Cannabispflanzen sind ein Naturprodukt und ihre Inhaltsstoffe unterliegen den natürlichen Schwankungen ihrer jeweiligen Spezifikationen. Die genaue Zusammensetzung von Cannabisextrakten ist zudem abhängig vom Verarbeitungsprozess, d.h. Zeitpunkt der Ernte, Lagerbedingungen, Extraktionsmittel und -verfahren. Für eine Beurteilung der Wirkstoffgleichheit gibt es nur wenige deklarierte Parameter: Gleichheit der Arzneidroge, Extraktionsmittel (Art und Konzentration), Extraktionsverfahren, Extraktausbeute (Droge/Extrakt-Verhältnis). Selbst bei Übereinstimmen dieser Parameter kann es sich nicht um wirkstoffidentische Präparate handeln, wenn unterschiedliche Kultivare vorliegen.

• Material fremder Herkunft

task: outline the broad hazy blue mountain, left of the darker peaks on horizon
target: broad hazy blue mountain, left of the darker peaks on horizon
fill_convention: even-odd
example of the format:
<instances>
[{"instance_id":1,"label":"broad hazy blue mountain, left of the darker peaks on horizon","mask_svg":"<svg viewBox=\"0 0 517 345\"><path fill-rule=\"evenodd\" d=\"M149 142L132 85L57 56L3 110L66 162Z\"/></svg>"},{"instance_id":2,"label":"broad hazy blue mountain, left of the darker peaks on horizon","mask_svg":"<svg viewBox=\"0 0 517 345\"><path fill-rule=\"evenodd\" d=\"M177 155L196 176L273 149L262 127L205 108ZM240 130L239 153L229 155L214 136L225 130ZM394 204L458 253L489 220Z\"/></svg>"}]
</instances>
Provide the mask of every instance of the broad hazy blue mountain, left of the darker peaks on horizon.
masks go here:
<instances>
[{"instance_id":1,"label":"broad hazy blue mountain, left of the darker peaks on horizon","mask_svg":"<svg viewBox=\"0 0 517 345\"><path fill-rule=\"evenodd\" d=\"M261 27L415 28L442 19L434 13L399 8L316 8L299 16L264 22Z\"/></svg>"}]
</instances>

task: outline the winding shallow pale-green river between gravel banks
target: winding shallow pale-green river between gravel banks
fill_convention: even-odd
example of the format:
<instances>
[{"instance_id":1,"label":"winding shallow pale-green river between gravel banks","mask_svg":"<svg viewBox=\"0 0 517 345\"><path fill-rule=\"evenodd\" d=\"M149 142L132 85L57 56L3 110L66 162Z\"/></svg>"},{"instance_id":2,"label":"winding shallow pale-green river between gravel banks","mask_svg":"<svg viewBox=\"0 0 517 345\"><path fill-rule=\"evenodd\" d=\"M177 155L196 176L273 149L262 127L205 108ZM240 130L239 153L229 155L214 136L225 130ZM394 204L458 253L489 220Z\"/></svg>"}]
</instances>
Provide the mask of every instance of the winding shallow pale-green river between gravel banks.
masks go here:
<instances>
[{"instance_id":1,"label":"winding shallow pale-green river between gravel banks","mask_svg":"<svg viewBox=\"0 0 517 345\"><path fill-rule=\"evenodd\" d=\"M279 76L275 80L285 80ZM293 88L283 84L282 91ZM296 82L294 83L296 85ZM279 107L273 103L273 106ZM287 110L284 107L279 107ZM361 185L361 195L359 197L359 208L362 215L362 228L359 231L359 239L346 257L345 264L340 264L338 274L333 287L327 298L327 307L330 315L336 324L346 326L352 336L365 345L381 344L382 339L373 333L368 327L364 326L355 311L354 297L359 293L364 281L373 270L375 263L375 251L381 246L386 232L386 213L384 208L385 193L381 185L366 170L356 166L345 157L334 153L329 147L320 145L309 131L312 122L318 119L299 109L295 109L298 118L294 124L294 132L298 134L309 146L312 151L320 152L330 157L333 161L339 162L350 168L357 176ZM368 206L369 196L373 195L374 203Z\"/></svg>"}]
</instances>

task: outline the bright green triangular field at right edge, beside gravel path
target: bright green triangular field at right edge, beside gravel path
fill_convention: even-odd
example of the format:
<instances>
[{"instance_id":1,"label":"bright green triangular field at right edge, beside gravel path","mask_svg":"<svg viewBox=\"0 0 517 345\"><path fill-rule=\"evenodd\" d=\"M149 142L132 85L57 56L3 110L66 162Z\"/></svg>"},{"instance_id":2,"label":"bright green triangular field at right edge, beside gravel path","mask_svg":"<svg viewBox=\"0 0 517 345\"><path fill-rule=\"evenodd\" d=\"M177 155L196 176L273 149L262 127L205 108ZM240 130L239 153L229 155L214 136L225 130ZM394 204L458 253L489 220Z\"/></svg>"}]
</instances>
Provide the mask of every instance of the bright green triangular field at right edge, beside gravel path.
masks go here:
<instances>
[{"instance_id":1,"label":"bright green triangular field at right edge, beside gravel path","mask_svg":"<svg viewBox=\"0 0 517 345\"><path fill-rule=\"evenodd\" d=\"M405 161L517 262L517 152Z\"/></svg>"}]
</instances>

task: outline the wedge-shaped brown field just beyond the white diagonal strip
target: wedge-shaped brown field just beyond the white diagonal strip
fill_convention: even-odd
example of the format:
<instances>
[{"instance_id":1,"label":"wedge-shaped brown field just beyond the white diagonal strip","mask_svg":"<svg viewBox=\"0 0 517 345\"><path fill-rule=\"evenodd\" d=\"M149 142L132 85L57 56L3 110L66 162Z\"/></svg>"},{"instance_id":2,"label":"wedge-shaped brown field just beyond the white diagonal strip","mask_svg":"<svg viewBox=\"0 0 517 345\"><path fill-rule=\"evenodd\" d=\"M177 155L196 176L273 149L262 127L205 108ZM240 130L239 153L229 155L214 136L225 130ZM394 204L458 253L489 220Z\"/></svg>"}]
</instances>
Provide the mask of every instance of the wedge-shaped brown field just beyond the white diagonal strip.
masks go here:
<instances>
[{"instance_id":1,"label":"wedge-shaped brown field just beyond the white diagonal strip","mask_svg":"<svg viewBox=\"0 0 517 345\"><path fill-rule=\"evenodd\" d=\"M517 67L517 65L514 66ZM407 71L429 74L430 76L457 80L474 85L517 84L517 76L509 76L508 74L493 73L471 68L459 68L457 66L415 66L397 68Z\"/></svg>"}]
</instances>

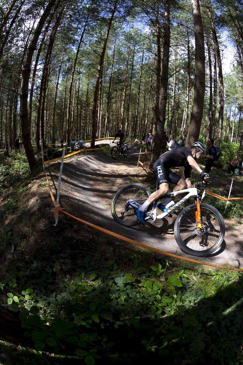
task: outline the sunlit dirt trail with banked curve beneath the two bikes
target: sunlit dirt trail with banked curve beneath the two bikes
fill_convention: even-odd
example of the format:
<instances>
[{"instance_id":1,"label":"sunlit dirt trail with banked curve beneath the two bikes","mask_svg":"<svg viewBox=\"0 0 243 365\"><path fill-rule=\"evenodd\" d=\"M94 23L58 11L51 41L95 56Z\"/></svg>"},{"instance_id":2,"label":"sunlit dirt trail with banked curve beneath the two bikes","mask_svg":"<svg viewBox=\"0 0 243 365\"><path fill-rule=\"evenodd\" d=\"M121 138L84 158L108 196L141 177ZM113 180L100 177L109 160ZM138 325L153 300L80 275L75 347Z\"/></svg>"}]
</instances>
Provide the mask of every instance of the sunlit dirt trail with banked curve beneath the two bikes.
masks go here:
<instances>
[{"instance_id":1,"label":"sunlit dirt trail with banked curve beneath the two bikes","mask_svg":"<svg viewBox=\"0 0 243 365\"><path fill-rule=\"evenodd\" d=\"M98 142L100 143L100 142ZM105 141L102 141L105 143ZM72 210L76 216L97 224L115 233L145 243L148 246L174 253L184 257L184 254L174 238L173 227L176 214L165 221L156 220L146 224L126 228L115 222L111 216L110 204L115 192L125 184L142 183L146 177L144 170L138 166L139 146L128 143L129 155L113 160L110 154L95 153L74 157L63 165L62 193L70 196ZM143 161L144 154L141 160ZM148 166L149 159L144 161ZM130 180L130 181L129 181ZM132 180L132 181L131 181ZM201 261L224 265L226 263L241 268L243 258L243 224L232 227L232 222L226 220L226 235L220 249L208 255ZM191 257L195 258L196 257Z\"/></svg>"}]
</instances>

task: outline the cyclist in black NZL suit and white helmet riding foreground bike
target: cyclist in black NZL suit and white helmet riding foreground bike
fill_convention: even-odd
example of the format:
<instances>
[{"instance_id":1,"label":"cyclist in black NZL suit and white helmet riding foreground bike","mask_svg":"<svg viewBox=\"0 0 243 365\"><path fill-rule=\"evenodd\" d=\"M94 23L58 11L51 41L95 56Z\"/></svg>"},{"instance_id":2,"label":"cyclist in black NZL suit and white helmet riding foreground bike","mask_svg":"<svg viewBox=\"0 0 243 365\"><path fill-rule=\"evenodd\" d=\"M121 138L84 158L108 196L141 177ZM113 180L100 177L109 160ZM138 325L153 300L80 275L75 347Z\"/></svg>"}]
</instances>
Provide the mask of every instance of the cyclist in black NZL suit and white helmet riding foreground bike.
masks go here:
<instances>
[{"instance_id":1,"label":"cyclist in black NZL suit and white helmet riding foreground bike","mask_svg":"<svg viewBox=\"0 0 243 365\"><path fill-rule=\"evenodd\" d=\"M206 147L203 143L196 141L192 143L192 148L188 147L180 147L168 151L162 154L158 160L153 165L154 174L156 175L157 181L160 185L159 189L152 193L149 198L136 209L137 219L145 224L144 221L144 212L148 208L148 206L153 203L153 201L159 199L161 195L167 194L169 191L169 184L176 184L176 187L173 191L180 191L183 189L191 188L192 184L190 181L190 169L191 167L197 170L200 173L202 179L204 181L208 181L209 174L200 169L196 158L200 158L202 155L206 153ZM184 175L185 180L183 180L179 175L174 172L171 172L170 168L184 166ZM166 205L172 201L172 198L167 198L163 201L163 205L160 204L160 209L163 212L166 212Z\"/></svg>"}]
</instances>

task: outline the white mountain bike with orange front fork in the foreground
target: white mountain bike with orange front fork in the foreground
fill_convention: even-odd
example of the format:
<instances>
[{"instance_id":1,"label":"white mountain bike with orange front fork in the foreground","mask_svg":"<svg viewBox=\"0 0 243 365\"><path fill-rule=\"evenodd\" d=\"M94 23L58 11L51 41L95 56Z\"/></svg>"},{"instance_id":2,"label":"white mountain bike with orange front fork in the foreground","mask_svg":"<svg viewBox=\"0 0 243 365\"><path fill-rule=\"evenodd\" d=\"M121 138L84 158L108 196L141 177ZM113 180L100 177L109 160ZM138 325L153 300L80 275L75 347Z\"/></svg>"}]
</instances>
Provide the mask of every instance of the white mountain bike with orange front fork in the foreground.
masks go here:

Bei Einsparungen in der Cannabinoidbranche durch Rabattverträge sind die Unterschiede zwischen Anwendungsformen unbedingt zu beachten. Im Gegensatz zu Cannabinoid-Arzneimitteln, die auf der direkten Verwendung der Cannabispflanze beruhen (getrocknete Blüten/Cannabisextrakte), stellt sich eine Substitution von Monosubstanzen als eher unkritisch dar. Eine Therapie mit Monosubstanzen (z. B. Dronabinol/THC, CBD) basiert auf dem gezielten Einsatz einzelner Wirkstoffe – diese Wirkstoffe sind unabhängig von Hersteller oder Herstellungsverfahren identisch. Durch eine Substitution ist eine unterschiedliche Wirkung bei den Patient:innen somit nicht zu erwarten.
Der Preis für medizinische Cannabinoid-Arzneimittel ist durch die Hilfstaxe klar geregelt. Rabattverträge erhöhen lediglich das Risiko für Lieferengpässe. Um eine sichere Therapie und Versorgung der Patient:innen mit Cannabisblüten und -extrakten sicherzustellen, sollten diese Arzneimittel von Rabattvertragsausschreibungen ausgeschlossen werden.
Beitrag in Kooperation mit dem Bundesverband pharmazeutischer Cannabinoidunternehmen e.V.